The MCOCT image in Fig. 3b is notable for its penetration depth (~2 mm) and resolution (25 μm axial and 9 μm lateral). It represents what is to our knowledge the first demonstration of an OCT-based scheme to localize and map the distribution of a FDA-approved dye within a biological target. Further, the light intensity used was well within the ANSI safety limit for both ocular and skin exposure.¹⁰

The intrinsic absorption of the biological sample is ignored in our analysis. This is because of the wavelength of the scans chosen to optimize the contrast sensitivity of our technique to the applied dye; although it is plausible, it is unlikely in reality that the spectral variation of the intrinsic tissue absorption will have a substantial second-order variation that coincides with that of the introduced dye within the chosen wavelength range.

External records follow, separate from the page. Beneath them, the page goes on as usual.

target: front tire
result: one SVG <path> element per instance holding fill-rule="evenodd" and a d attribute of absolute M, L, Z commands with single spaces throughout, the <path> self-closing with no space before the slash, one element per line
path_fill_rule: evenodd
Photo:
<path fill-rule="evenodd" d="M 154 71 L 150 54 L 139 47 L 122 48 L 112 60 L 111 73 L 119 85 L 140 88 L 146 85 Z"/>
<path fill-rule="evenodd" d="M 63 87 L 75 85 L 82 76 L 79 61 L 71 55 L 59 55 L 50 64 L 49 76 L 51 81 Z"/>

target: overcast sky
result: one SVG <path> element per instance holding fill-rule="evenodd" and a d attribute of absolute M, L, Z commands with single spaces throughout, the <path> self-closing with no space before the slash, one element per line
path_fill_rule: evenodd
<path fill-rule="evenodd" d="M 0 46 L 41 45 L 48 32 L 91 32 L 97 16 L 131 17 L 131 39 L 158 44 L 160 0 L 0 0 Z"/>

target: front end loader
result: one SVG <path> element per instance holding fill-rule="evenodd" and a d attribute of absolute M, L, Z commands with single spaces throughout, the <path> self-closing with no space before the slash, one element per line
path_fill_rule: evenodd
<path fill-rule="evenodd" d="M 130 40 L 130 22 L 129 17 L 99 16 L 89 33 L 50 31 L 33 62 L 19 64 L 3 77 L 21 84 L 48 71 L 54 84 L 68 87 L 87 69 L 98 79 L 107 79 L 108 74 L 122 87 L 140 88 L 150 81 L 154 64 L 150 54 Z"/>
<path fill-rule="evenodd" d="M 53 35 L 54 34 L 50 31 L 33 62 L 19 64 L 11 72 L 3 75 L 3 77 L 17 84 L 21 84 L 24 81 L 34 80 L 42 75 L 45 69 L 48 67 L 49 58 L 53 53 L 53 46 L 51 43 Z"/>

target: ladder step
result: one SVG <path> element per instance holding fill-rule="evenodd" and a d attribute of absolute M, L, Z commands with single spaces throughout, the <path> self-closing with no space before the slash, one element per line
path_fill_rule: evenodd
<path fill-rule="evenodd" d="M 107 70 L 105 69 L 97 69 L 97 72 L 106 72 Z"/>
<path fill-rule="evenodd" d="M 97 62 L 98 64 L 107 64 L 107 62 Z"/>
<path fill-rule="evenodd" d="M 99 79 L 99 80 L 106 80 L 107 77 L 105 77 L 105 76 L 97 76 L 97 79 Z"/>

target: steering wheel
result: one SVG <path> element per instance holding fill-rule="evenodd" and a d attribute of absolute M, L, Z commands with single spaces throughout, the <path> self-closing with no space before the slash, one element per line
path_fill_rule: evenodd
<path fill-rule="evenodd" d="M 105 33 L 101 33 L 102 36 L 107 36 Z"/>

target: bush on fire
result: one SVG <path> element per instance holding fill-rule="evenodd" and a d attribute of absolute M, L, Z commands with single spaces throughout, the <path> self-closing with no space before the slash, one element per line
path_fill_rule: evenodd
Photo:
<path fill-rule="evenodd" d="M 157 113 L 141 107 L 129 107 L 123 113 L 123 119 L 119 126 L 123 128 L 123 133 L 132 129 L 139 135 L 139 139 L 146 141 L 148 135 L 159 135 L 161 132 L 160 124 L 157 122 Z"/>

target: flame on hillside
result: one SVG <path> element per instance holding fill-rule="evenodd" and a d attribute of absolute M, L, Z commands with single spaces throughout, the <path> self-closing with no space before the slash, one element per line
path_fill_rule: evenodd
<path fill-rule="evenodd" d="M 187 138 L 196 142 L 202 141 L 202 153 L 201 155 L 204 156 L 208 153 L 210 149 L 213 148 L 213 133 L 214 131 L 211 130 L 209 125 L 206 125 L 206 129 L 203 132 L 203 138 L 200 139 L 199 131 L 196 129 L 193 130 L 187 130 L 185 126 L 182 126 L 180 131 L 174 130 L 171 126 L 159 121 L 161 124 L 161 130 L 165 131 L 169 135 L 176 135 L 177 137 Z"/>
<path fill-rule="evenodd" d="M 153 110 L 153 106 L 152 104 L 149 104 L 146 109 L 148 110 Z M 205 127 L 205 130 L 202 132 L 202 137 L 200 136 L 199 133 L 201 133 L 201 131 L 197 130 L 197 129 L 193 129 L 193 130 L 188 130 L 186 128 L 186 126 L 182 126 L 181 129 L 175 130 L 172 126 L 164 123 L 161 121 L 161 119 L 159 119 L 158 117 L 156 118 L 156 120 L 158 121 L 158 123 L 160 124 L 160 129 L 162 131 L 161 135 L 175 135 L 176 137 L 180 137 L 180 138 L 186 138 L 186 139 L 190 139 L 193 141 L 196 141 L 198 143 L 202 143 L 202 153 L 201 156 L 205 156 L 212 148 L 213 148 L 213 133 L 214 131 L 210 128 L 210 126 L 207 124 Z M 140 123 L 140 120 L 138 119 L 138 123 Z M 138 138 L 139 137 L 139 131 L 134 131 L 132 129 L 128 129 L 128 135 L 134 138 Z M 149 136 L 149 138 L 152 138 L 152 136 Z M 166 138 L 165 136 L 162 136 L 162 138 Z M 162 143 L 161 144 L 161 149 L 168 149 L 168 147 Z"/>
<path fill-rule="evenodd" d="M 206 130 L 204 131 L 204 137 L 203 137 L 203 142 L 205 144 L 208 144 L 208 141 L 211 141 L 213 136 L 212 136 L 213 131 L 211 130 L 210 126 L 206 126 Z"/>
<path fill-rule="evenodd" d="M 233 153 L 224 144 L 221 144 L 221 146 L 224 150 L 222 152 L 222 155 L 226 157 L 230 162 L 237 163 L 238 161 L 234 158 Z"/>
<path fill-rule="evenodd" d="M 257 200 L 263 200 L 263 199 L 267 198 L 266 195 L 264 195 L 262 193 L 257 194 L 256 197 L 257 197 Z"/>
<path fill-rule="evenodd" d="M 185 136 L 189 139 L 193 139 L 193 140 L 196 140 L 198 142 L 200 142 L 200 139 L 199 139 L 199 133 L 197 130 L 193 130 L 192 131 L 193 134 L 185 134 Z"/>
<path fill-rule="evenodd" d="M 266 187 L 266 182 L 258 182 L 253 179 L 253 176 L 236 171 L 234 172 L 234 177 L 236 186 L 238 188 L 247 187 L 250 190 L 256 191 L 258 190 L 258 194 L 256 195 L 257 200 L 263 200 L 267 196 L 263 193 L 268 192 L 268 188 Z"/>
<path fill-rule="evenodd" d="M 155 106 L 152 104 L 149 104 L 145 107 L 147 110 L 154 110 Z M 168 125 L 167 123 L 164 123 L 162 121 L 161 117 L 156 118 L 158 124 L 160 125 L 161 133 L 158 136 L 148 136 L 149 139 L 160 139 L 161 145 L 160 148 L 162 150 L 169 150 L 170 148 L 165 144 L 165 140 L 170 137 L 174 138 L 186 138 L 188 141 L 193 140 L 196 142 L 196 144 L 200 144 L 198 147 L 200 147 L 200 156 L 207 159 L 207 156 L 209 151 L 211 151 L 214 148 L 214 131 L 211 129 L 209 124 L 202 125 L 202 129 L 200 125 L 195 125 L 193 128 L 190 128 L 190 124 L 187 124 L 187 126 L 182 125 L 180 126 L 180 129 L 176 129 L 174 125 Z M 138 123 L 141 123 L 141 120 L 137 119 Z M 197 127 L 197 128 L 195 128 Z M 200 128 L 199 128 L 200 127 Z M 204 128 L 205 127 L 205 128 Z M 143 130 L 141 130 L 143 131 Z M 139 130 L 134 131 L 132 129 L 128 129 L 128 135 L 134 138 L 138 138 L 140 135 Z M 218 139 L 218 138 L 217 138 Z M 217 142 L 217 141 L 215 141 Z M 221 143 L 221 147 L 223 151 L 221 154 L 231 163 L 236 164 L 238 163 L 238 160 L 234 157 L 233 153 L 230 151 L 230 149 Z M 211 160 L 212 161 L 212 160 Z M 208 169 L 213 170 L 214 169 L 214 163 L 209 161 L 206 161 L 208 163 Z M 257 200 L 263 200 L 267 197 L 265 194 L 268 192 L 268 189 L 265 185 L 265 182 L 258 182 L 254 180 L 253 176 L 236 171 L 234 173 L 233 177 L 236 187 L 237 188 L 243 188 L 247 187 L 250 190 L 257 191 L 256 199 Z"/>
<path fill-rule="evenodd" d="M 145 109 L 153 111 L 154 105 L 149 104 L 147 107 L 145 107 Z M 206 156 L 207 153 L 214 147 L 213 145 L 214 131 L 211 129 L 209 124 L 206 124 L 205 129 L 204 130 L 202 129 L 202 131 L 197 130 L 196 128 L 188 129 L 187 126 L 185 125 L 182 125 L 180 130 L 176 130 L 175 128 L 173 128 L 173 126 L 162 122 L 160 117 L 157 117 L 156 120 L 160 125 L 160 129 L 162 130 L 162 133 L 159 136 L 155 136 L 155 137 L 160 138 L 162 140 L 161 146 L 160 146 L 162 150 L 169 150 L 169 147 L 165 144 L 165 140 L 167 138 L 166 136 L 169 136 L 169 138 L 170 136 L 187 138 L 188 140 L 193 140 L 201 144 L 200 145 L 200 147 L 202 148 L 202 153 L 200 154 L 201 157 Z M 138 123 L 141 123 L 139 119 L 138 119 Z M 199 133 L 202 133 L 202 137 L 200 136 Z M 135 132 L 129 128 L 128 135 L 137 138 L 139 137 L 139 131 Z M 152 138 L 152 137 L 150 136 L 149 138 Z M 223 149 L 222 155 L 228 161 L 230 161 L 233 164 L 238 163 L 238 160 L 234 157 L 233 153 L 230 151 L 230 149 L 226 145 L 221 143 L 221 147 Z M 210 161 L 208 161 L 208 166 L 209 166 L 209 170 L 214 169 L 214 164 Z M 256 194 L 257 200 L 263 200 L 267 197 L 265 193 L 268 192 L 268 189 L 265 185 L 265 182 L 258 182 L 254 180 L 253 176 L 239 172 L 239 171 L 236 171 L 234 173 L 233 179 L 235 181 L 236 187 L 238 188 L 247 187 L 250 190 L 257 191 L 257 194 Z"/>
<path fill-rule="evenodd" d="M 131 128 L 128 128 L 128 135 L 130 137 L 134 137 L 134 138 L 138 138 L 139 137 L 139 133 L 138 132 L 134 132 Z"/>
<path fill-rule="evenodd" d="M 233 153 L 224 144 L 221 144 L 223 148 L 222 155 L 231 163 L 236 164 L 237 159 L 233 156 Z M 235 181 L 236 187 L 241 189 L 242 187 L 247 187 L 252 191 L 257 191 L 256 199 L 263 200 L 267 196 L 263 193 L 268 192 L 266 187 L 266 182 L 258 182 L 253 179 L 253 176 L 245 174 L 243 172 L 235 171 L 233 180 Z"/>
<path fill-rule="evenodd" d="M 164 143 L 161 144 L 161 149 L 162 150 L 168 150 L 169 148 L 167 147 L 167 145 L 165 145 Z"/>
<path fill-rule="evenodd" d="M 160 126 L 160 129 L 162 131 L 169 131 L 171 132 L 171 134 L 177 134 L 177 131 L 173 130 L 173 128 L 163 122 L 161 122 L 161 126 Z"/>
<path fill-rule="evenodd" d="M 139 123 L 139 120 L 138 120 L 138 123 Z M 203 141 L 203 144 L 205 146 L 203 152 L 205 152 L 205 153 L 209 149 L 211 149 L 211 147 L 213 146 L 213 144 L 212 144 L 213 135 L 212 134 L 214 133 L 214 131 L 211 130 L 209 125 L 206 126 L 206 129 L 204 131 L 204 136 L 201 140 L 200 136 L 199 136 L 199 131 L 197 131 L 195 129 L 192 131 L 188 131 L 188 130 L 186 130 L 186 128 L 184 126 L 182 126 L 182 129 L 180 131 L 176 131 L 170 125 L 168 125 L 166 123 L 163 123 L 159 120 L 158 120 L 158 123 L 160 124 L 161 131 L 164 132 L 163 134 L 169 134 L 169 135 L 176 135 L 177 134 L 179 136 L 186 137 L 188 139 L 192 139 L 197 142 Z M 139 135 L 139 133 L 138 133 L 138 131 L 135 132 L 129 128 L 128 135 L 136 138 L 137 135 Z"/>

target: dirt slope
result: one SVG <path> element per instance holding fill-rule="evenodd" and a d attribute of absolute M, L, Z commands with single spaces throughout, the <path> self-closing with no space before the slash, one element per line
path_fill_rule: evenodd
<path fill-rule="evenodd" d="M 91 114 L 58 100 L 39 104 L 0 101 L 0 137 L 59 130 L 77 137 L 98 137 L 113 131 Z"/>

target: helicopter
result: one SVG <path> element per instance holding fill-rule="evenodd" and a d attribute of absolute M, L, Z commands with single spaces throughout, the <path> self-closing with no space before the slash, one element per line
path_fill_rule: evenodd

The compact algorithm described represents an efficient approach for extracting absorptive contrast distribution from the target. A limitation of this technique is the long imaging times needed to average away time variations in the tissue speckle pattern. This can be overcome by using Fourier-domain OCT techniques,^11,12 which can permit the rapid and simultaneous acquisition of OCT scans at three different center wavelengths. The elimination of speckle artifacts and the dramatic signal-to-noise improvement of Fourier-domain OCT over conventional OCT by more than 20 dB is predicted to lead to a much shorter acquisition time of ~2 s (Ref. ¹³) and to greater contrast sensitivity.